Though exploited as a separate ethnic group, "Spanish-speaking communities were interconnected through a shared economic life and were linked to the Anglo working-class populations of the Southwest as a result of the region's economic and political integration with the rest of the United States." Multiracial working-class unity, therefore, was contingent upon combating the institutional racism facing Mexican-Americans in daily life.

The CP helped organize community-based campaigns, often under the leadership of women. One antiracist organization, the Congress of Spanish-Speaking Peoples, foreshadowing the Chicano civil rights movement, launched grassroots and direct-action campaigns to overturn segregation.

El Congreso's founding convention in 1938 declared its support for the extension of labor protections to agricultural and domestic workers (excluded from FDR's NLRA), extension of relief to unemployed Mexican-American workers, an end to workplace discrimination, and an increase in wages. They also called for rent controls and an end to discrimination in housing and rampant police brutality.

Understanding how immigration policy was being used to divide workers, they called for a cessation of deportations of undocumented workers and advocated for their inclusion in access to social services.

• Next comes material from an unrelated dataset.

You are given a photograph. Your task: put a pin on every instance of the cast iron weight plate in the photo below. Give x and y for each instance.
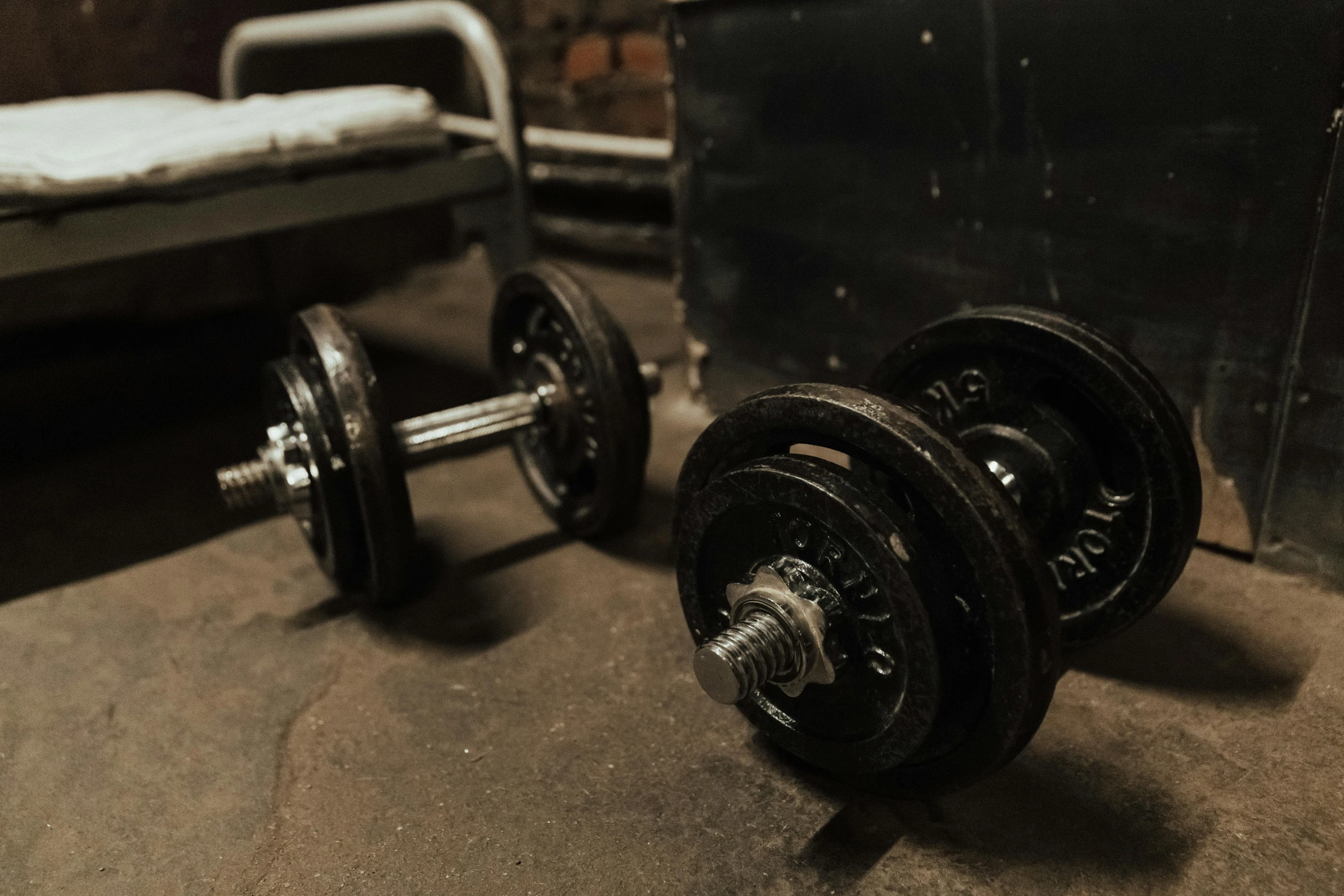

Recognizing how the education system underdeveloped Mexican children to prepare them as commodities of manual labor, they advocated for "cultural democracy" in the classroom. This included the demand for bilingual education and the promotion of Mexican-American teachers.

Recognizing how Jim Crow laws like the poll taxes kept Mexican voters disenfranchised, El Congreso organized voter registration drives and fund-raisers for the poor to pay poll taxes. At its height, the organization had 73 chapters representing 70,000 members across the Southwest.

Members of the CP and its affiliated organizations also provided crucial material aid and political support for LA's Mexican community during the Second World War. After the declaration of war against Japan, racist sentiment was stoked across the country. While Japanese-Americans were being internally deported into concentration camps, Mexican-American youth became a target for persecution in inner cities across the West.

The growing population of Mexican-American workers in the cities, the emergence of Chicano youth culture that challenged the norms of forced assimilation, and the emergence of social problems associated with poverty and segregation in the barrio provided the kindling for nativists to ignite a lynch-mob atmosphere against Mexican-Americans.

In what became known as the Sleepy Lagoon Case (or as Vargas identifies it, the "West Coast complement of the Scottsboro Campaign"), 17 Mexican-American youths were arrested and put on trial for an unsubstantiated murder. The CP and the Congreso, CIO-affiliated unions and progressives from Hollywood united to form the Sleepy Lagoon Defense Committee (SLDC) to defend the boys and expose the campaign as racial persecution.

Organizers, led by CIO veterans Luisa Moreno and Revels Cayton, planned a multi-pronged campaign to "develop an educational program to solicit support for the SDLC, coordinate efforts to end racism against Mexicans within unions, and launch a CIO membership drive in the Spanish-speaking working-class neighborhoods."

After three years, the national campaign resulted in all the charges being dropped and the youth released. The fight evolved into numerous other campaigns that directed multiracial, working-class organization and power against the structures of segregation.

While the CP and CIO ultimately retreated from their efforts to directly confront racism, the Mexican and Mexican-American workers who rose through their ranks and were trained on the front lines of class struggle laid the groundwork for the ultimate defeat of Jim Crow in the Southwest. As Vargas concludes, the civil rights movement of the 1960s witnessed "a new generation of leaders and plans," but rather than serving as a starting point, Mexican-American militancy only "deepened and expanded."

It is in understanding this continuity of class struggle that makes Vargas' book an indispensable read for a new generation of activists confronting the new Jim Crow assault on immigrants, as well as for the next generation of Emma Tenayucas that carry with them the hope and possibility of a better world.